Though after this point, the Cooper-Audrey romance never shoots off into the stratosphere like some fans and a cast member or two would have wanted, but there is most definitely a prince waking the sleeping princess feel in that episode. Throughout the rest of that season, Princess Audrey does heal and comes into her own.
Then the second reading of the tale occurs. She is still the princess in Episode 29, when she goes to the bank, as the two queens are most definitely in the Lodge, (Laura being dead, and Annie, the Miss Twin Peaks Queen is trapped by Windom Earle). Therefore, Audrey is still a princess, and going to the bank. Who knows how exactly the explosion caused her coma, but it would be an interesting parallel if some shrapnel did get inside her. Then she is found by the prince again, but the evil version of the prince. Instead of waking her to become herself again, he takes advantage of her and rapes her. Who knows if she births Richard while in the coma. According to the unreliable Final Dossier, she does wake up and tries to rebuild her life as a hairdresser and marries the pitiable Charlie. But does she?
The Final Dossier has not been known as the most reliable book, dropping stories at random and having an inconsistent narrative, Audrey’s being the most inconsistent as it seems there are two stories happening concurrently within her own file of the dossier. So maybe she is still asleep, in her coma. She is dreaming of being married to Charlie and having that pitiable life. It is noticeable that her house doesn’t have a single bit of modern technology. Which means that Richard never knew either of his parents.
In the less sanitized version, as well, once the princess awakens, she takes her children to find their father. When she does, she is confronted by quite literally the ogre of a mother-in-law, who wishes to kill her and eat her children. Therefore, it is also quite relevant that the episode that awakens her, is also the episode where the father of her son, causes his death in search of the coordinates to “Judy” otherwise known to some fans as “Mother.” Could Richard’s death, also be the proverbial flax that is dug out of Audrey’s finger, causing her to awaken?

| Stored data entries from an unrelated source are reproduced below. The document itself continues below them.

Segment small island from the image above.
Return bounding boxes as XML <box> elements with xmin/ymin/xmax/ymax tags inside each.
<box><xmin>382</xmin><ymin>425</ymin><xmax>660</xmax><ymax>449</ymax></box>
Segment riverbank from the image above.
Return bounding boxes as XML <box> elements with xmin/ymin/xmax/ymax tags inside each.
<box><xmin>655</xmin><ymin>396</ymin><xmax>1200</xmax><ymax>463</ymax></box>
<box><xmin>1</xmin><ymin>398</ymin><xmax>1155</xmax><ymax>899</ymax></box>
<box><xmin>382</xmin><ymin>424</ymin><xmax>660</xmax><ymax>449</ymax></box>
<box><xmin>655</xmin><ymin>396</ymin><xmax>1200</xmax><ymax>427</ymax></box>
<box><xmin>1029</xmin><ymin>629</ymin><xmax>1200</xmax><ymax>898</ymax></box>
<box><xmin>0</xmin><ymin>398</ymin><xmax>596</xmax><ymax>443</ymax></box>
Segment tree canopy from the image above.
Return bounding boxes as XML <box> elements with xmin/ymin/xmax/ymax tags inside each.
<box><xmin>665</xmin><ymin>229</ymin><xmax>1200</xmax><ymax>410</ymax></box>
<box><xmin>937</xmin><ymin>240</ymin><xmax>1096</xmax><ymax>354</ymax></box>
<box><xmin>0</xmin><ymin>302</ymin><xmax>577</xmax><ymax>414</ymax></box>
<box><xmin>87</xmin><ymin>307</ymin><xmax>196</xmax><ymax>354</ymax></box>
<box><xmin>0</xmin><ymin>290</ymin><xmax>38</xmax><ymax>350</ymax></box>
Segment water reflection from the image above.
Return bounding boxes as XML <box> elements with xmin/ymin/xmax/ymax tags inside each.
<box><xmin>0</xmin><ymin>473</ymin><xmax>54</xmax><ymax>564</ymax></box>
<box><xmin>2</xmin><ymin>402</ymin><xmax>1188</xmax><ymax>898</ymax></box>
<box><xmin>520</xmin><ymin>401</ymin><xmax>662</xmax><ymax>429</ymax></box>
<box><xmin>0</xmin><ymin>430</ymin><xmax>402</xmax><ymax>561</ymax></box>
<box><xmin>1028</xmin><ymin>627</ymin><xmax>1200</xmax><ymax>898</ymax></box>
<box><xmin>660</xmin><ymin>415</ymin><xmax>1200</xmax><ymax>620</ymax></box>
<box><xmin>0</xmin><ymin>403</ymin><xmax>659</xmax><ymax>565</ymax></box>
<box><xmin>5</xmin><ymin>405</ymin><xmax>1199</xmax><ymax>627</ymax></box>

Two fairy tales, though not confirmed to be influences on the Twin Peaks narrative, seemed to have similarities worth exploring. I obviously do not expect Frost and Lynch to ever say that they took influences from The Sleeping Beauty and Thousand Fur. And any tiny reference could have even the most tenuous and ridiculous connection to such a vast and complex show. As I’m often wont to say when I reject a post in the Twin Peaks Between Two Worlds group, A bit of Chevron or a random Blue Rose does not a connection make. However, the similarities are so glaring as to make the connections and the similarities between Sleeping Beauty and Audrey and Thousand Fur and Laura worth exploring a little more in-depth. Hopefully this has proved a rather interesting experience for you all as well.
Author’s Note:
Both Fairy Tale retellings presented were retold from the author’s memory. Any variations on the tale that were not mentioned or elided are the author’s choice.